Kein Wunder, dass dieser Lavendel auch heute noch am häufigsten in den Gärten Mallorcas vorkommt. „Er gehört zu den dankbaren Sorten im Inselgarten", sagt Erika Könn, Gartenarchitektin aus Binissalem. Die Staude wachse hoch und bilde nach der ersten Blüte im Jahr schnell wieder neue. Ihrer Erfahrung nach käme er in allen Regionen der Insel zurecht, im Sommer lege die Pflanze, wie viele auf der Insel heimischen Gewächse, allerdings eine Blühpause ein.

Die zweite, auf der Insel wild wachsende Lavendelsorte, ist der Schopflavendel (Lavandula stoechas bot., cantueso span., tomaní kat.). „Man begegnet ihm nicht so häufig wie dem Gezähnten Lavendel", sagt Segui. Diese Lavendelart kommt ebenfalls in niederen Höhenlagen vor und liebt die Meeresnähe. In den Inselgärten wächst der Schopflavendel munter in Töpfen und Beeten. „Er blüht dann, wenn alle im April und Mai ihre Blüten zeigen", sagt Könn. Deshalb wählt sie für die Pflanzlisten ihrer Gartenentwürfe bevorzugt spät blühende Sorten.

Wie zum Beispiel den Echten Lavendel (Lavandula angustifolia bot., espliego span., espígol ver kat.), der auch Englischer Lavendel genannt wird. Wild wächst die Mutter aller späteren Züchtungen in der Haute Provence (Frankreich). Die Bergbauern sammelten dort die wilden Heilkräuter und verkauften sie zur Verbesserung ihres spärlichen Einkommens, bevor der Lavendel im 19. Jahrhundert kommerziell angebaut wurde.

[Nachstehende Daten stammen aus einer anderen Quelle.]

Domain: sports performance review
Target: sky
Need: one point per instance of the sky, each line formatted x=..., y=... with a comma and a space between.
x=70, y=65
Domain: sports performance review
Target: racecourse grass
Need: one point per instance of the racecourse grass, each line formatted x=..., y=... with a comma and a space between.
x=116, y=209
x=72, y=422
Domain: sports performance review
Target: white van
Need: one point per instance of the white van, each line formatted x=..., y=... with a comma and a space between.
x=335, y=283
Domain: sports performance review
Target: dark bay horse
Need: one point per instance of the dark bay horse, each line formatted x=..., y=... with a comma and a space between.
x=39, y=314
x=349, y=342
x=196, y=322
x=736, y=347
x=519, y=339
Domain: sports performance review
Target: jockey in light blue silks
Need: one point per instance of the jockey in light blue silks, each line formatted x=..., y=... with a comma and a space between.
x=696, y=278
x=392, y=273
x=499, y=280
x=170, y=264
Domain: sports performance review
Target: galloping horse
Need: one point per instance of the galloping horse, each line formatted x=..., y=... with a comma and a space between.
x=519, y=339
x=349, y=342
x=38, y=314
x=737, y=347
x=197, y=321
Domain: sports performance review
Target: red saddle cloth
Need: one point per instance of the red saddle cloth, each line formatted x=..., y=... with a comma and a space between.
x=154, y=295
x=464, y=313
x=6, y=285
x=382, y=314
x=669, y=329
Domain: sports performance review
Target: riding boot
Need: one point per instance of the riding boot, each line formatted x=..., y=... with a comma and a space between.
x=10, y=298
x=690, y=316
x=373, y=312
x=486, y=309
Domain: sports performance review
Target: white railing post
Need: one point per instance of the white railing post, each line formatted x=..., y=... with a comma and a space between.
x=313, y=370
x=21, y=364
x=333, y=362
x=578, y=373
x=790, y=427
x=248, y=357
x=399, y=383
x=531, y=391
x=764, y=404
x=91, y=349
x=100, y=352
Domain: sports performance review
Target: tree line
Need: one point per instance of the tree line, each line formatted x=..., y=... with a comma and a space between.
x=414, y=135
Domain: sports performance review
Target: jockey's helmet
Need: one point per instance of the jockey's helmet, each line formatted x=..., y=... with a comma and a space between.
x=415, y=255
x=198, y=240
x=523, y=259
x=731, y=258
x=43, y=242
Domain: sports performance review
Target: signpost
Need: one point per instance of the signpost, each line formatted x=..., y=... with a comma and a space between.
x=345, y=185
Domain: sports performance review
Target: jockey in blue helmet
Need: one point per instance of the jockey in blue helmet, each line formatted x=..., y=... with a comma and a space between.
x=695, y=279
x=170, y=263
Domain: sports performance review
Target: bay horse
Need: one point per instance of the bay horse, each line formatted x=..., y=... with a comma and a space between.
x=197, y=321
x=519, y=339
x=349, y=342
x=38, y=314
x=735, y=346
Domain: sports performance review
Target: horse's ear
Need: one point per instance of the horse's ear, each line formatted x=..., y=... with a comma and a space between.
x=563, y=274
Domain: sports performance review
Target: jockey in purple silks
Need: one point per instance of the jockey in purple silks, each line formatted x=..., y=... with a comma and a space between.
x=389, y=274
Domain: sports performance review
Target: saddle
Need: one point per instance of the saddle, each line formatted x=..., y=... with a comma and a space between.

Er kommt auf den Felsfluren des gesamten Mittelmeerraumes vor, an der spanischen Mittelmeerküste wächst er in der Umgebung Gironas, Barcelonas, Tarragonas und Valencias. Auf die Balearen hat es der wilde Echte Lavendel jedoch nicht geschafft.

Umso häufiger kommt er in den Gärten der Insel vor. „Er blüht während der heißesten Zeit auf Mallorca", sagt die Gartenarchitektin. Wenn man diese Sorte nach der ersten Blüte schneide, käme es im August mitunter zu einer zweiten Blüte. Nur die grünen, nicht die holzigen Pflanzenteile werden abgetrennt. Gestutzt werden alle Lavendelarten zum halbrunden Schopf, so wie es aus den ­Pflanzenreihen der provenzalischen Felder bekannt ist.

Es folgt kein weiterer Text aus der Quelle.